Edit: Your second problem is that the scanf
format "%c"
reads any character. (I'm not sure whether it's line buffered as well, but its behaviour looks a bit like it.) Your first call scanf("%c",&reply)
reads the y
or n
character but leaves the newline from pressing enter still in the stream. Your second call scanf("%c",&reply2)
then reads the newline which was still in the stream (you can see that by doing a printf("%d\n", reply2);
which will print 10
). To fix that, use the format string " %c"

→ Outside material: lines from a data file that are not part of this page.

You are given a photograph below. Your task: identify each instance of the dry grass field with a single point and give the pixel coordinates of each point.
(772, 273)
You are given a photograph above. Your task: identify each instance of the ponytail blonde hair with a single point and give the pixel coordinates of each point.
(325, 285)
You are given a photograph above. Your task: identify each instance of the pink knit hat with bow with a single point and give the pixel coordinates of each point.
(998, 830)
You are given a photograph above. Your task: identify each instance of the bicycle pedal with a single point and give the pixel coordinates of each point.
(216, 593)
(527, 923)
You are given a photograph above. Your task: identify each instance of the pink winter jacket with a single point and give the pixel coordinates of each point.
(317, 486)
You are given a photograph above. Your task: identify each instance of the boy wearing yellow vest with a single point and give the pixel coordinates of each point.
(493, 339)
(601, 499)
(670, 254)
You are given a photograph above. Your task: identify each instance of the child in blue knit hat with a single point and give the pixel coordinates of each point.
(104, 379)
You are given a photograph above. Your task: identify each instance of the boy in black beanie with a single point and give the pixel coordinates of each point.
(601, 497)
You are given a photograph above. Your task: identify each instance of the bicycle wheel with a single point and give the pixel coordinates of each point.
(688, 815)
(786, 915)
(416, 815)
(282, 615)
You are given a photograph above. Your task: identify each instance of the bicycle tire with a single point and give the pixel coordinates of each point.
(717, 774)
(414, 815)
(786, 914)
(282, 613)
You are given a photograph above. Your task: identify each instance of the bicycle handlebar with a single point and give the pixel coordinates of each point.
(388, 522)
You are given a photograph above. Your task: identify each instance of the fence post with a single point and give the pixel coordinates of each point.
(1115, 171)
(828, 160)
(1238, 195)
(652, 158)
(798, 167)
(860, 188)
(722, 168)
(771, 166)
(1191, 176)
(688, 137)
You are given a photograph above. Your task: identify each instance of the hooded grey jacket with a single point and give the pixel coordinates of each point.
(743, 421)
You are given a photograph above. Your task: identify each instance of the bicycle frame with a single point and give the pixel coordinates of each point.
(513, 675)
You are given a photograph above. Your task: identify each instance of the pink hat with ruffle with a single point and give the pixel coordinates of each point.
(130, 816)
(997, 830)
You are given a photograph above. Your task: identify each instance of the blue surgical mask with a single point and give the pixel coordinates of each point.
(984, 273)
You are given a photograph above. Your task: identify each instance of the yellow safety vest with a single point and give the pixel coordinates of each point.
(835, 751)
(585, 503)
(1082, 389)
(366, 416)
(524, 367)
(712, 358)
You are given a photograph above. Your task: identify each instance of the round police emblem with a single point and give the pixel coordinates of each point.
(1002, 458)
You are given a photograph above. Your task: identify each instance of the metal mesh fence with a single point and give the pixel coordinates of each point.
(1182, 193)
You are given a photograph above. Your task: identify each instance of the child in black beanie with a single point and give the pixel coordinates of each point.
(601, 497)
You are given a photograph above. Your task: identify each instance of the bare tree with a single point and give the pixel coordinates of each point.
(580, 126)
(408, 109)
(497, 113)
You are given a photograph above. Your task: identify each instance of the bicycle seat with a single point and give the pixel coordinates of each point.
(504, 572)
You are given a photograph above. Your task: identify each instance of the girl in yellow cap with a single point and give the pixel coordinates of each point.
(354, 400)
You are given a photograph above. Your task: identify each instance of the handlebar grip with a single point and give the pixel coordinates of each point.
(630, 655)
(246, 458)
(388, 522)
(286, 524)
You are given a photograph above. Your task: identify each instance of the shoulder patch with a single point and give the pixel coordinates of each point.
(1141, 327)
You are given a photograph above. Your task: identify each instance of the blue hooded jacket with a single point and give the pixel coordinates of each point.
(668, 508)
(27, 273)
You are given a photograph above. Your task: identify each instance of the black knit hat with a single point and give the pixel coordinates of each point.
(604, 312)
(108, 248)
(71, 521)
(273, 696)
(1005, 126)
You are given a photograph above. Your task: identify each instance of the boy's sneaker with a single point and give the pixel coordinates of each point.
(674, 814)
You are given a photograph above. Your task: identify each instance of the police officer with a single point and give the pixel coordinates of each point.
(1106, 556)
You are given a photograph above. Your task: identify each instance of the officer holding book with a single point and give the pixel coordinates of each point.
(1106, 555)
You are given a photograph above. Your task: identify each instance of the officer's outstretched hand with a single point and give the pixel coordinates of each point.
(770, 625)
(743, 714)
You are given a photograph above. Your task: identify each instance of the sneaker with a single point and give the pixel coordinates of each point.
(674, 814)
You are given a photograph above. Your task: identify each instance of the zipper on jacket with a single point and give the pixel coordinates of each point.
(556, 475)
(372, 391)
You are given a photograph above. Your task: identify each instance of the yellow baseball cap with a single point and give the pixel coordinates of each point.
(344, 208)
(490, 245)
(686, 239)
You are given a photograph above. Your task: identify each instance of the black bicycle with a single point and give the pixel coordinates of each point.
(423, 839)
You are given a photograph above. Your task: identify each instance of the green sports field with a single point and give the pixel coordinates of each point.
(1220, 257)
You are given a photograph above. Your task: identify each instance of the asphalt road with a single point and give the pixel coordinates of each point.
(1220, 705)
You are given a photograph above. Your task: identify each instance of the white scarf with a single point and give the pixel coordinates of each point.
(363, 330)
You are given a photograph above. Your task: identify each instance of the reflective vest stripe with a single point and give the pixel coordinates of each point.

(notice the space!) which tells scanf
to ignore whitespace.
Also, you should handle unexpected input:
if (reply == 'y' || reply =='Y')
{
printf("Hey, you're an engineering major.\n");
}
else if (reply == 'n' || reply == 'N')
{
printf("You are not an engineering major.\n");
}
else
{
printf("I don't understand the answer '%c'.\n", reply);
}
(Exercise: implement that logic using switch
instead of if/else if/else
;-)
Upvotes: 3
Reputation: 20242
You need to add \n
at the end of your printf
s to make your output more cleaner and understandable.Also add a space before the %c
in the second scanf
.This is done because scanf does not consume the \n
character after you enter the first character.As the Enter key
(\n
) is also a character,it gets consumed by the second scanf
.The space before the %c
will
discard all blanks like spaces.
Upvotes: 0
Reputation: 3209
Change
scanf("%c",&reply2);
to
scanf(" %c",&reply2);
This will tell scanf to skip all the whitespace characters and read the first non-whitespace char. Otherwise, there will be a newline character \n
read onto the reply2 variable. See also this answer.
Upvotes: 0
Reputation: 1123
What's happening here is that you're only reading one character with the first scanf call, but in order to input this you would have to type y or n, and then press enter. The enter is registered as another character on the input stream, a newline, but because the first scanf call reads only one character its still in the stream when it is called for the second time. This leads to reply2 = '\n', skipping your if statements and terminating the program.